Performances of Let Go are 8 p.m. Thursday-Saturday and 2 p.m. Saturday and Feb. 26 at the center, 3385 NE 188th St., Aventura. Tickets are $75 and $85; 954-462-0222, www.aventuracenter.org.
Christine Dolen
World premiere
The SoBe Institute of the Arts on Friday presents the world premiere of Hamlet Soundtheater/Opera by Carson Kievman, the institute’s executive artistic director. Commission by Joseph Papp, founder of New York’s Public Theater, the work is described as a “radically re-imagined musical setting” of Shakespeare’s tragedy.
"I worked on Hamlet Soundtheater/Opera with Papp for four years, and his intention was to produce it at the Delacorte Theater in Central Park," Kievman said in a statement. After the legendary theatrical producer’s 1991 death, "I placed it in my desk drawer, and there it remained for 21 years, until now."

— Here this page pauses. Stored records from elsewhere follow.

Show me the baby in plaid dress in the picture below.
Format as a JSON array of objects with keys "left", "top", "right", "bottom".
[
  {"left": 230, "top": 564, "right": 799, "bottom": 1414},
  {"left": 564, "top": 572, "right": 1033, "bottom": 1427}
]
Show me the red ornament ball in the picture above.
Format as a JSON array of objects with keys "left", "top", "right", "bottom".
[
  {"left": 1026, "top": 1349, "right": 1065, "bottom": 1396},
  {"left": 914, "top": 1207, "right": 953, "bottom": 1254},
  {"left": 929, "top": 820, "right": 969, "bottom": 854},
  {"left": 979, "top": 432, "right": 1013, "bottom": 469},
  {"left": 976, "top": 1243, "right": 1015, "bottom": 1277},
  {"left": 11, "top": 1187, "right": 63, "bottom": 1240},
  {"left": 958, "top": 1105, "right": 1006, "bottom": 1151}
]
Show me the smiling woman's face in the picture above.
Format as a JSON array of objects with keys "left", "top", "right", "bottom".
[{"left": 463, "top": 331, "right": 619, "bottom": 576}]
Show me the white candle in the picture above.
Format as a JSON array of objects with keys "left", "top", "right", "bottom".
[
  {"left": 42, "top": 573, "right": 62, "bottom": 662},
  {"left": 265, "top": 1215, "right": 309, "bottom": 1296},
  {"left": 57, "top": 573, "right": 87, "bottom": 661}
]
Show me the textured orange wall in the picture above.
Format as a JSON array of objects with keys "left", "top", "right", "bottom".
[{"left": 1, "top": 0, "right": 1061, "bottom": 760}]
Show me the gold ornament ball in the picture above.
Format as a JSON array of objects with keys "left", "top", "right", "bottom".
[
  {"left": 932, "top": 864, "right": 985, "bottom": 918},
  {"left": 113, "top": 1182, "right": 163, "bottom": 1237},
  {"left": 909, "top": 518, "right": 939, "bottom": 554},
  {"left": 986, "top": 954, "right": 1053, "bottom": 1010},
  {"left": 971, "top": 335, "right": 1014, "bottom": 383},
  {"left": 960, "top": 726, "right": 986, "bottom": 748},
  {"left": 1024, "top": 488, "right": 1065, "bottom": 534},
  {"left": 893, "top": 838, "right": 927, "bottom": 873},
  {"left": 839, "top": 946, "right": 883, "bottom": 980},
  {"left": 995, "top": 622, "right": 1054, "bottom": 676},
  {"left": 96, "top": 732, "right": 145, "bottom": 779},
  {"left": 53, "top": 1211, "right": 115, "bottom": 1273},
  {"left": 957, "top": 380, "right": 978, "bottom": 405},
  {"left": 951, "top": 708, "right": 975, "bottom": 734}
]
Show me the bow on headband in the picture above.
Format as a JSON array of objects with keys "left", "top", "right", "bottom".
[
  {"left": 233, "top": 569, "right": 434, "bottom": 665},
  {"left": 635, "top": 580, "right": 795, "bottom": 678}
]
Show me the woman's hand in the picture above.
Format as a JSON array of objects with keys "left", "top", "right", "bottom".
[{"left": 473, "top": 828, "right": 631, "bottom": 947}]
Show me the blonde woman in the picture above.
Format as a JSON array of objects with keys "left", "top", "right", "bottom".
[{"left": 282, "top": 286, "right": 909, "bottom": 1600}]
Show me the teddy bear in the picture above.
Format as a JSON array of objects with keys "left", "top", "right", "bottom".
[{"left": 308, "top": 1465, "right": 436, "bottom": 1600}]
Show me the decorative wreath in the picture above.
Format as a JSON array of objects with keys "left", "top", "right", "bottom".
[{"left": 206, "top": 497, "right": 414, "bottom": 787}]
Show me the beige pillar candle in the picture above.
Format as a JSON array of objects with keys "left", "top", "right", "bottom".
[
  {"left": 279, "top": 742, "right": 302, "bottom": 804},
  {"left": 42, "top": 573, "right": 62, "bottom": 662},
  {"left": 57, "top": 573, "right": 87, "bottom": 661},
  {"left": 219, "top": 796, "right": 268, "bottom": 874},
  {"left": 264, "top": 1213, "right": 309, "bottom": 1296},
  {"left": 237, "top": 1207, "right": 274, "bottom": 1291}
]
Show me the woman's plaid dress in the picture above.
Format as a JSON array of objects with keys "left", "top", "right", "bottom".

Conducted by John Yaffé, the production will feature a cast of 13 including baritone Kenneth Mattice as Hamlet, soprano Meagan Brus as Ophelia and bass Michael Douglas Jones as Claudius and the ghost of Hamlet’s father.
Tickets for weekend performances of the opera at the Little Stage Theater, 2100 Washington Ave., Miami Beach, are $100 on opening night and $25 ($12.50 students and seniors) thereafter through March 11 at 305-674-9220 or www.sobearts.org.
Warner does Hughes
To celebrate Black History Month, actor-director (and former Cosby Show cast member) Malcolm-Jamal Warner will appear at the South Miami-Dade Cultural Arts Center Thursday with the Ron McCurdy Quartet in a performance of poet Langston Hughes’ Ask Your Mama.
The 800-line, 12-part poetic suite was written in 1961, with original jazz added later by McCurdy and Eli Brueggeman. The performance includes video images of the Harlem Renaissance.
Tickets to the 8 p.m. performance at the center, 10950 SW 211th St., Cutler Bay, are $10-$30, with $5 youth tickets available through www.cultureshockmiami.com and $5 off orchestra seats for students, seniors and active military personnel.
A 6 p.m. VIP reception honoring Miami-Dade County Commissioner Dennis C. Moss is $50 (ticket included), with proceeds benefitting the center’s education and outreach programs; 786-573-5300, www.smdcac.org.
Christine Dolen
Art in the Garden
Following its successful art installations each winter, Fairchild Tropical Botanic Garden launched a Thursday night series of art talks, now in its second season. Yet to go this year: Silvia Cubina, director of the Bass Museum of Art, on Feb. 23; Cathy Leff, director of the Wolfsonian-FIU Museum on March 15 and collectors Don and Mera Rubell of the Rubell Family Collection on March 29. Lectures begin at 7 p.m. and are free from members. The non-member charge is $25 for adults, $18 for seniors 65 and up and $12 for children 6-17.